Re: No Alert for Drive Failure

Richard, 3 possible reasons:

- trap destination not set properly
- trap community string not correct
- dropped SNMP packet

To fix the first 2 automatically, HP SIM 4.2 and later has 'Configure or Repair agents...' which will correct those problems and more to do with communication.

SNMP is a UDP transport and there is no guaranteed delivery. It's possible that it can be lost along the way, but not constantly. But, that's why we do polling, as a backup measure.
Richard Colebeck
Occasional Advisor

Re: No Alert for Drive Failure

Thanks for the replies,

Albert, I looked into creating another Event Handling monitor but this just created duplicate email alerts since we already have a general Event Handler task that sends an email for each event.

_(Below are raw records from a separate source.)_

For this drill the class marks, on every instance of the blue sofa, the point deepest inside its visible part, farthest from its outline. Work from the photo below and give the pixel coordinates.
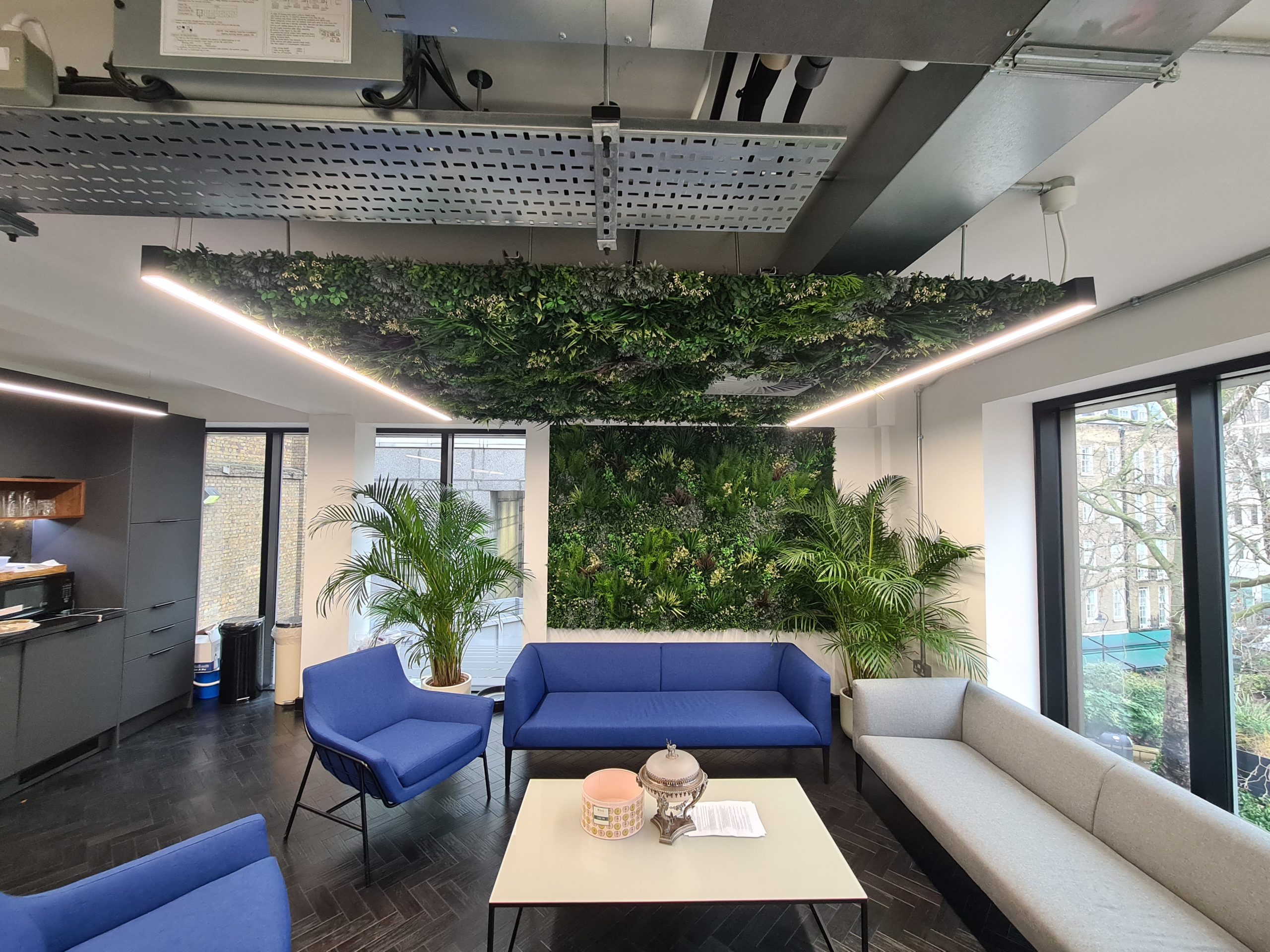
(220, 890)
(568, 696)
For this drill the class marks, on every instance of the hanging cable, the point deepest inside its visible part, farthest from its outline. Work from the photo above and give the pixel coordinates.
(151, 89)
(439, 76)
(1062, 234)
(729, 64)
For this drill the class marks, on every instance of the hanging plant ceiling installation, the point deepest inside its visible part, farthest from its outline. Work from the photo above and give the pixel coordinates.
(635, 345)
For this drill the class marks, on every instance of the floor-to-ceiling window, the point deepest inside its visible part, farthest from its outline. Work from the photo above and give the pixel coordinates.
(491, 468)
(253, 530)
(1155, 575)
(1246, 451)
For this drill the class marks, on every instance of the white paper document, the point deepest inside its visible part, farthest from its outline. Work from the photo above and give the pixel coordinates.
(726, 818)
(303, 31)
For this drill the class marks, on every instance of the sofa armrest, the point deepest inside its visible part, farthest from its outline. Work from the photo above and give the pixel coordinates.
(525, 690)
(76, 913)
(908, 708)
(807, 686)
(455, 709)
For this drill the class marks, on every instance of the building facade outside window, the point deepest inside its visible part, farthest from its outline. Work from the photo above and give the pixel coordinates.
(491, 469)
(1189, 511)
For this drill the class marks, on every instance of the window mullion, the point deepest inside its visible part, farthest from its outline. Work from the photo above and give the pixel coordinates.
(1201, 485)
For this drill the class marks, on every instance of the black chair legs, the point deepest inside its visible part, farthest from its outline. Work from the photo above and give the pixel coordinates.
(330, 814)
(300, 792)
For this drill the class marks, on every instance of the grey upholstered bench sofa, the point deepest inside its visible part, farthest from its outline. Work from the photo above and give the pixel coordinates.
(1079, 848)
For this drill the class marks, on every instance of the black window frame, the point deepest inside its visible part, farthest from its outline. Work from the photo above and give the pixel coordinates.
(447, 442)
(1202, 516)
(271, 536)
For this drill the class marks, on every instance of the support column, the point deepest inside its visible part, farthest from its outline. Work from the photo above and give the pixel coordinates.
(538, 474)
(341, 454)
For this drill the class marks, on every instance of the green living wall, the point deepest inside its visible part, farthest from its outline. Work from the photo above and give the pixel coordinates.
(675, 527)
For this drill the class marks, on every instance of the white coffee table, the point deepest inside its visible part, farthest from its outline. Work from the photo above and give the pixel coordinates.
(550, 861)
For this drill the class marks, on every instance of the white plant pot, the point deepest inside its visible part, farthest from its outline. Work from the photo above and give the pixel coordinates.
(464, 687)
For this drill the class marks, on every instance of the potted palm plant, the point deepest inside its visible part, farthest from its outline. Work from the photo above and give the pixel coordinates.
(873, 590)
(429, 575)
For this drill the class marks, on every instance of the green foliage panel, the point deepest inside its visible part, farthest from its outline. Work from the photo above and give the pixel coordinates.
(638, 345)
(676, 527)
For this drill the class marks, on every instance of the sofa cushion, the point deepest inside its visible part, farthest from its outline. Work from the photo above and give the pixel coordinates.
(18, 932)
(1213, 860)
(601, 665)
(1061, 887)
(720, 667)
(246, 910)
(691, 719)
(416, 749)
(910, 708)
(1057, 765)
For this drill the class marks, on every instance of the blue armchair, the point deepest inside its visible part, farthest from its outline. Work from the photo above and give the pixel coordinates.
(381, 735)
(219, 890)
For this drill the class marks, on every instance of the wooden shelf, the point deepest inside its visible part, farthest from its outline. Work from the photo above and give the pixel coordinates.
(67, 497)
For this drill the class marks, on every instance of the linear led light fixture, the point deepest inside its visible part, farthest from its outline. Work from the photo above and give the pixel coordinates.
(45, 389)
(1079, 298)
(155, 275)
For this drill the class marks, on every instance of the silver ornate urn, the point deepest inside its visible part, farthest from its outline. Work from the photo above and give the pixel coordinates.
(676, 781)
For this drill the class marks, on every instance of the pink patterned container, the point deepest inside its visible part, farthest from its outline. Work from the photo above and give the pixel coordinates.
(613, 804)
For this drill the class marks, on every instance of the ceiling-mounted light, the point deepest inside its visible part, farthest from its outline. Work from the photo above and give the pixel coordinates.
(155, 275)
(31, 385)
(1079, 298)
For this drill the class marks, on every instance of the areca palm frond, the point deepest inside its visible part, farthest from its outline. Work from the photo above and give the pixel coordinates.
(872, 590)
(430, 568)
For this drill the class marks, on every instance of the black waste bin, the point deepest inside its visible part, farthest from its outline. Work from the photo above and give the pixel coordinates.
(241, 658)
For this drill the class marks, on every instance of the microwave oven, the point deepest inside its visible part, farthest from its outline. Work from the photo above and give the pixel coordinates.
(40, 597)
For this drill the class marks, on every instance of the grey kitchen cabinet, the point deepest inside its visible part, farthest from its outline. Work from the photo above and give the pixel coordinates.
(163, 563)
(70, 690)
(167, 469)
(10, 676)
(158, 640)
(159, 615)
(155, 678)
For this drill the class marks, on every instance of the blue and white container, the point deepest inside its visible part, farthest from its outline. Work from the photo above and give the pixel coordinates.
(207, 663)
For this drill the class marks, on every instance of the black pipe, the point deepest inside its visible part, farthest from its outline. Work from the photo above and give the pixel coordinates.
(729, 64)
(762, 79)
(808, 75)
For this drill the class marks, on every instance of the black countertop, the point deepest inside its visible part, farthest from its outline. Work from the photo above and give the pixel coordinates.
(64, 622)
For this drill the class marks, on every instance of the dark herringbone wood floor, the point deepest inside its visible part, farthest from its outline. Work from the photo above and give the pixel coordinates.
(435, 858)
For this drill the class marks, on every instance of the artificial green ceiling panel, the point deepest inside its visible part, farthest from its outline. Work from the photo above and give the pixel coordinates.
(635, 345)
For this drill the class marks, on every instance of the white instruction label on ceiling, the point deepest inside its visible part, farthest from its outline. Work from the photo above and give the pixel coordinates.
(302, 31)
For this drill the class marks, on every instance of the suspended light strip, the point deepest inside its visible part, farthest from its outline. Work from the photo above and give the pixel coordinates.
(253, 327)
(1081, 289)
(71, 398)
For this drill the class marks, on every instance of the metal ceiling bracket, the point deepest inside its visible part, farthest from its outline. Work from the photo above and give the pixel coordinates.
(16, 226)
(605, 139)
(1114, 65)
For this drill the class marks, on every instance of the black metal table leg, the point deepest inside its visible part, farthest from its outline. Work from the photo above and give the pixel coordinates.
(516, 928)
(820, 922)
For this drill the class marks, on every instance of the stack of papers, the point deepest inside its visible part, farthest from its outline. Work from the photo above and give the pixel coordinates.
(726, 818)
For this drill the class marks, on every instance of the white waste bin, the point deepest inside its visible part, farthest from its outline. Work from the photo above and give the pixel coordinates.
(286, 660)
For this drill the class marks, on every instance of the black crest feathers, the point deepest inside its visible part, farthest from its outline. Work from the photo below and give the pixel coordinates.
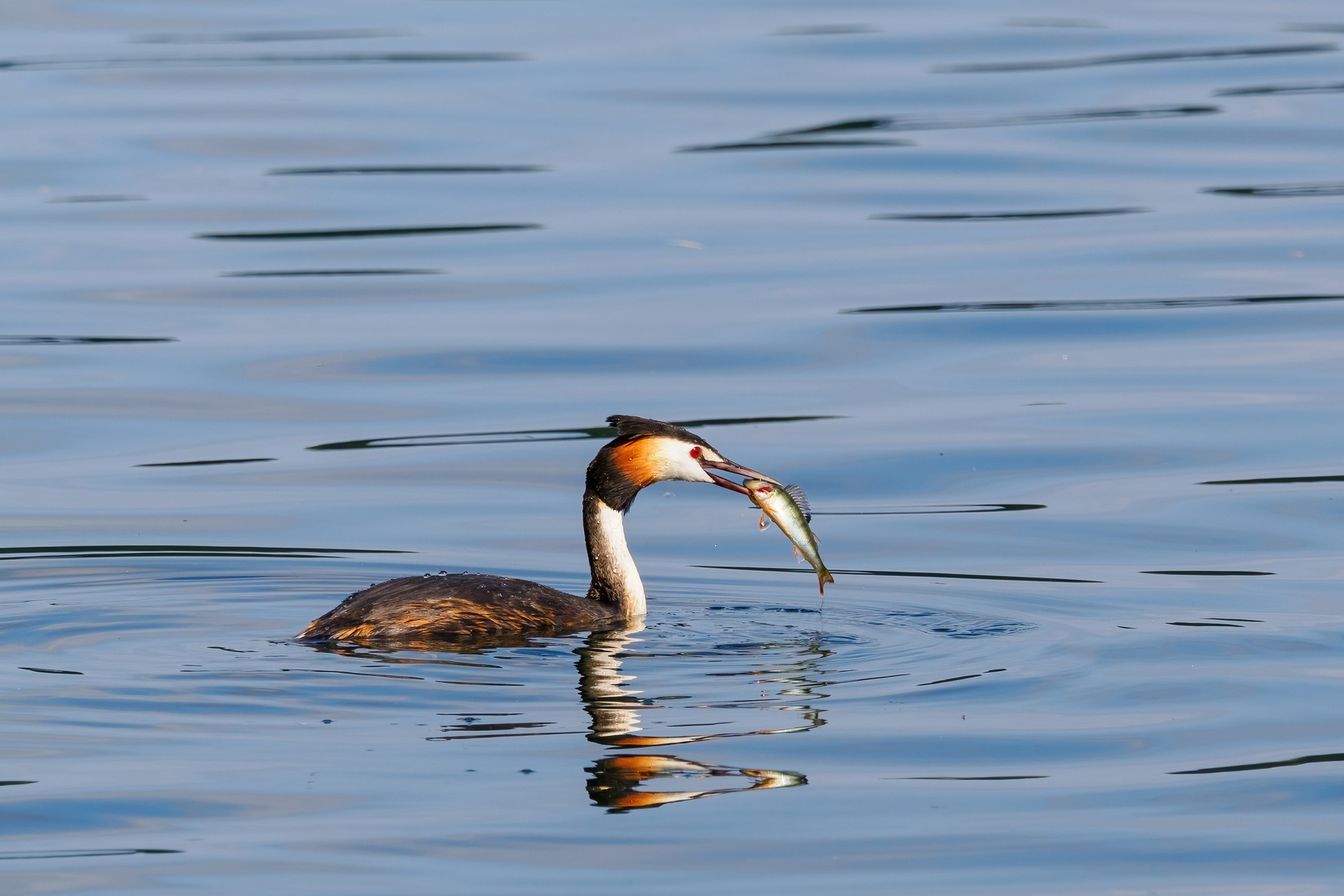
(632, 427)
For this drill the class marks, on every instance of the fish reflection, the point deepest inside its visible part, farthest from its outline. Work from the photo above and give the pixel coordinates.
(1129, 58)
(616, 781)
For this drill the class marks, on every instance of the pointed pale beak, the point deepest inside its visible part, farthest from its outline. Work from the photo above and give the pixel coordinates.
(728, 466)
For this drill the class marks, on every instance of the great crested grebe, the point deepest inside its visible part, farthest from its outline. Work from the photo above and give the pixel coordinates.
(472, 603)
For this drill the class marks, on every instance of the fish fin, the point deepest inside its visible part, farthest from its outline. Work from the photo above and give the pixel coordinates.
(801, 500)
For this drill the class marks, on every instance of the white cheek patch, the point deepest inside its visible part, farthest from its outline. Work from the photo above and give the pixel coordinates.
(678, 464)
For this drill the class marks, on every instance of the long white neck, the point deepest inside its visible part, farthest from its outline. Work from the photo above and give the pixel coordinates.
(615, 578)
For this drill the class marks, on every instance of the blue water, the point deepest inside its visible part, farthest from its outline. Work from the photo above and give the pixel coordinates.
(1040, 304)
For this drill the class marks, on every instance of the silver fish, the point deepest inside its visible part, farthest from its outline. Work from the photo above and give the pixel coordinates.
(788, 507)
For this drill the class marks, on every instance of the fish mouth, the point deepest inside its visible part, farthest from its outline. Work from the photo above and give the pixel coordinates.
(737, 469)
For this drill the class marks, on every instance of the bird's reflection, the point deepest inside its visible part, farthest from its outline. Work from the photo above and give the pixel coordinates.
(616, 782)
(615, 711)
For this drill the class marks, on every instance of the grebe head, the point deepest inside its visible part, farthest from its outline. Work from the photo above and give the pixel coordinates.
(647, 451)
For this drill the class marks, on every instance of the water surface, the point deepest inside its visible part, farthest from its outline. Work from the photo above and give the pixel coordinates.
(1040, 305)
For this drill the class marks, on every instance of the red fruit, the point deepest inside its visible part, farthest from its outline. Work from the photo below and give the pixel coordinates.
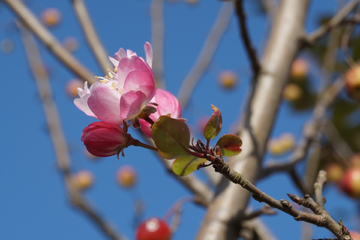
(355, 235)
(350, 182)
(153, 229)
(126, 176)
(352, 78)
(228, 79)
(355, 160)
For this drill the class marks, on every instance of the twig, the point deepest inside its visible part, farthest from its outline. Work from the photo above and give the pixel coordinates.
(298, 182)
(310, 130)
(335, 21)
(157, 31)
(91, 36)
(206, 54)
(59, 143)
(34, 25)
(255, 229)
(202, 193)
(318, 185)
(265, 210)
(255, 65)
(320, 217)
(257, 121)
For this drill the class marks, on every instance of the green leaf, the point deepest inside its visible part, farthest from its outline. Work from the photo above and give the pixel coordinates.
(171, 137)
(229, 145)
(214, 125)
(187, 164)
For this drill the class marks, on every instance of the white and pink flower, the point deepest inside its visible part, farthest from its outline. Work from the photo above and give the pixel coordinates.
(122, 94)
(167, 103)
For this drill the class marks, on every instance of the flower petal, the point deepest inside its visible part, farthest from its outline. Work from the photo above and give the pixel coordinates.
(140, 80)
(82, 104)
(104, 103)
(148, 53)
(131, 104)
(127, 65)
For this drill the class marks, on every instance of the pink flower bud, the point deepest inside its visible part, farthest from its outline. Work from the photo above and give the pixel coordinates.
(167, 104)
(104, 139)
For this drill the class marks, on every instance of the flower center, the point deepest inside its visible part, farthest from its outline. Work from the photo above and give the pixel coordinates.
(111, 81)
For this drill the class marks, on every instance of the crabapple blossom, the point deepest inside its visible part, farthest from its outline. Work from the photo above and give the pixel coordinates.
(167, 103)
(123, 93)
(104, 139)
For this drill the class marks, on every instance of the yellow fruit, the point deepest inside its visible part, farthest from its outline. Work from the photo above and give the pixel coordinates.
(126, 176)
(51, 17)
(352, 81)
(292, 92)
(83, 179)
(334, 172)
(299, 69)
(228, 79)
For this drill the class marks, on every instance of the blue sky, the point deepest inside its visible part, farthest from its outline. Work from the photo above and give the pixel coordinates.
(33, 203)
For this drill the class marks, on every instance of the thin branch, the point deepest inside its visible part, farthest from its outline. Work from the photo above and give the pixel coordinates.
(255, 65)
(59, 143)
(320, 217)
(206, 54)
(157, 31)
(257, 121)
(335, 21)
(91, 36)
(34, 25)
(265, 210)
(310, 130)
(318, 186)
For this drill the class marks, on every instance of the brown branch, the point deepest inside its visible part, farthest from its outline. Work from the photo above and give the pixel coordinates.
(335, 21)
(91, 36)
(157, 31)
(34, 25)
(310, 131)
(59, 143)
(255, 65)
(320, 217)
(260, 112)
(265, 210)
(206, 54)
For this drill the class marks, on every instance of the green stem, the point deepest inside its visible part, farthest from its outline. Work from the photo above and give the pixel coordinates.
(140, 144)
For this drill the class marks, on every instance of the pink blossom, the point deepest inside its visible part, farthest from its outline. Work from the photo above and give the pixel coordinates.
(103, 139)
(167, 104)
(124, 92)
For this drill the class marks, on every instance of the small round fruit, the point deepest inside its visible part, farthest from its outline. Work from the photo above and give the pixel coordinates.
(292, 92)
(350, 182)
(51, 17)
(83, 179)
(228, 79)
(299, 68)
(126, 176)
(355, 160)
(355, 235)
(352, 82)
(334, 172)
(72, 86)
(71, 44)
(153, 229)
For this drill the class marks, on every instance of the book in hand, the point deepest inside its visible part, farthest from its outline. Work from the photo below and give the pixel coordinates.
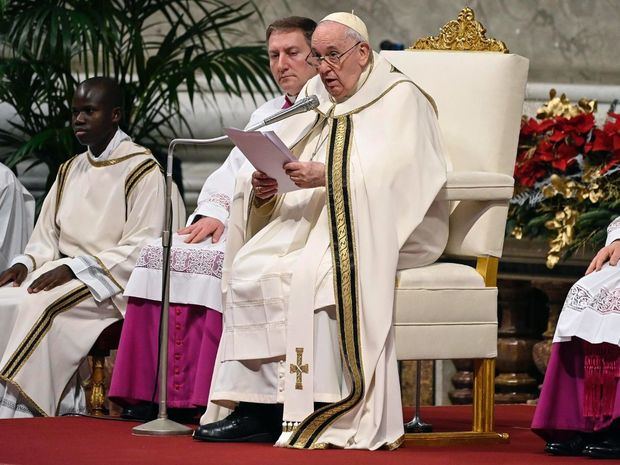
(267, 153)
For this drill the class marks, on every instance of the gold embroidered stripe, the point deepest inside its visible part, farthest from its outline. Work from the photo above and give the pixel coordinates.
(114, 161)
(137, 174)
(41, 328)
(31, 403)
(63, 173)
(342, 239)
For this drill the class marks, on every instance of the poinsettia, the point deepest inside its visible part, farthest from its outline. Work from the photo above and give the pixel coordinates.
(567, 168)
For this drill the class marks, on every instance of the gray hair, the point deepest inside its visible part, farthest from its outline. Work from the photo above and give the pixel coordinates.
(348, 33)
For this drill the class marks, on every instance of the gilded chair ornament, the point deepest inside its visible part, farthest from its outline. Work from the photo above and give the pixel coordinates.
(462, 34)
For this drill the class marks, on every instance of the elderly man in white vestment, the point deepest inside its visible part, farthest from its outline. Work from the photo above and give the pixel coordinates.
(16, 217)
(309, 276)
(196, 260)
(67, 287)
(578, 412)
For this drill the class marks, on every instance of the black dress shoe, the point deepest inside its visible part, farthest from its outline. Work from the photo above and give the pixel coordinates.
(573, 447)
(140, 412)
(248, 423)
(608, 448)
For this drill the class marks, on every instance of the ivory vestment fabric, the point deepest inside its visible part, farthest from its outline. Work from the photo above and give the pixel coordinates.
(592, 308)
(581, 392)
(337, 246)
(100, 210)
(16, 216)
(195, 301)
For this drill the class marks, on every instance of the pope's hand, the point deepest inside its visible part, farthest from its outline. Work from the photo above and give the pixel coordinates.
(264, 186)
(203, 228)
(48, 281)
(306, 174)
(15, 274)
(610, 253)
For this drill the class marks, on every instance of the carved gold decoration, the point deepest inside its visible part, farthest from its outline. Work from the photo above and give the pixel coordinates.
(299, 368)
(97, 396)
(562, 106)
(462, 34)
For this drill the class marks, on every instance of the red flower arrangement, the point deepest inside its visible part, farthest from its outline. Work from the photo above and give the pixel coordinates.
(567, 177)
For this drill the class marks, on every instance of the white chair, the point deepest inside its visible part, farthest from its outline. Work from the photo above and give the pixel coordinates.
(449, 310)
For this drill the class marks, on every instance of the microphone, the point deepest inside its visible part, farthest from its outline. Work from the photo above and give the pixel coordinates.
(300, 106)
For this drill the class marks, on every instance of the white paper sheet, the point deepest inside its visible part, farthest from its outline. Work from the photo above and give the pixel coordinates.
(267, 153)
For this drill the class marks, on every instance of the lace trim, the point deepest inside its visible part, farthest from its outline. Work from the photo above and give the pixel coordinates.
(221, 200)
(604, 302)
(615, 224)
(16, 406)
(196, 261)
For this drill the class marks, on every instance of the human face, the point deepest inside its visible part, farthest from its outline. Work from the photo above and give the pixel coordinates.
(287, 60)
(330, 38)
(94, 120)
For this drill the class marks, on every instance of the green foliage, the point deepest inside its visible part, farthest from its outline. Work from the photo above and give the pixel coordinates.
(156, 49)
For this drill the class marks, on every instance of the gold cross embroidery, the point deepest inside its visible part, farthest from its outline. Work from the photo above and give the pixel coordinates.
(298, 368)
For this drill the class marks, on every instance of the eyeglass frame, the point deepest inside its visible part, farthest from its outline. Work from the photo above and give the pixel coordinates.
(325, 58)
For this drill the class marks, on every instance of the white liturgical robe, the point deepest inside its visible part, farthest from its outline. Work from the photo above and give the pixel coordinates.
(95, 218)
(312, 271)
(16, 216)
(592, 308)
(196, 269)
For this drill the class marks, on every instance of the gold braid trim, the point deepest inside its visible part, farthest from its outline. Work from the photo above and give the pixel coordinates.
(22, 393)
(61, 180)
(345, 286)
(41, 328)
(137, 174)
(114, 161)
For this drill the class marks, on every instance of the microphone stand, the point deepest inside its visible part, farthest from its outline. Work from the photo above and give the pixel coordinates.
(163, 426)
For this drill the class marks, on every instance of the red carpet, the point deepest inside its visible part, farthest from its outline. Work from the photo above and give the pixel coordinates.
(86, 441)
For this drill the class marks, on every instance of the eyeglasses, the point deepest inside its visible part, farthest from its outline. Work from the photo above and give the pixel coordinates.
(332, 58)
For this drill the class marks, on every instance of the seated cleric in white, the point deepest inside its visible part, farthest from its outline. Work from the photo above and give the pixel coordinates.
(67, 287)
(196, 265)
(308, 276)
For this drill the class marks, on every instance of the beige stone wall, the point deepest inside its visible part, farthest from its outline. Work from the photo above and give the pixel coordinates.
(573, 41)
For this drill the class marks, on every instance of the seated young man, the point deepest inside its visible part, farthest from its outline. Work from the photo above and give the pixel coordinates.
(196, 266)
(105, 204)
(579, 408)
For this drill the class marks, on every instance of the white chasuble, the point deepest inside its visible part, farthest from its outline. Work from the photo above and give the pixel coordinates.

David, I checked over the trap settings and they seem OK. As we do get some events sent to the SIM server from the server with failed drives.

I find it odd that there are lots of Microsoft System event log entries with regard to the failed drive but only 2 events registered in SIM.

To reproduce my results, take a RAID 5 array with a spare and pull out one of the active drives.

Running an HP DL380G(x) with Windows 2003 configured to send traps to another HP Dl380G(x) with Windows 2003 running HP SIM 5.00.00, I will only get 2 events as follows when I pull out a drive;

Event Name: Logical Drive Status Change (3034) Event originator: cokcvma1 Event Severity: Informational Event received: 06-Jul-2006, 15:26:41

Event description: Logical Drive Status Change. This trap signifies that the agent has detected a change in the status of a drive array logical drive. The variable cpqDaLogDrvStatus indicates the current logical drive status.

Location: Slot 2
Board Status: rebuilding


Event Name: Logical Drive Status Change (3034) Event originator: cokcvma1 Event Severity: Informational Event received: 06-Jul-2006, 15:26:41

Event description: Logical Drive Status Change. This trap signifies that the agent has detected a change in the status of a drive array logical drive. The variable cpqDaLogDrvStatus indicates the current logical drive status.

Location: Slot 2
Board Status: readyForRebuild


Please confirm with me if you can that I should get more information/events logged on my SIM server than that when I pull a drive out of an array.

Thanks

Richard...
G Edwards
Advisor
Solution

Re: No Alert for Drive Failure

Make sure you have applied the 7.40 MIB Update (upd740mib.zip). It is available from the HP SIM Download page

I had the same issue where I was only getting minor alerts when pulling drives, aplying the MIB update the update changed it to major (or critical?).
Richard Colebeck
Occasional Advisor

Re: No Alert for Drive Failure

Thanks for the input everyone, it was appreciated.

G Edwards, your answer was exactly what was needed to fix the issue.

Take care,

Richard...
Andrew_346
Regular Advisor

Re: No Alert for Drive Failure

I had been running the 7.50 MIB update after installing 7.50 agents on all of my servers. I have been beating this over my head as to why I was not receiving email alerts when a drive would fail in an array with a HS.

I've recently finished updating to the latest agents and installed the 7.60 MIB update, but I've also changed the default event handling configuration to send emails on "Important" and "Warning" events.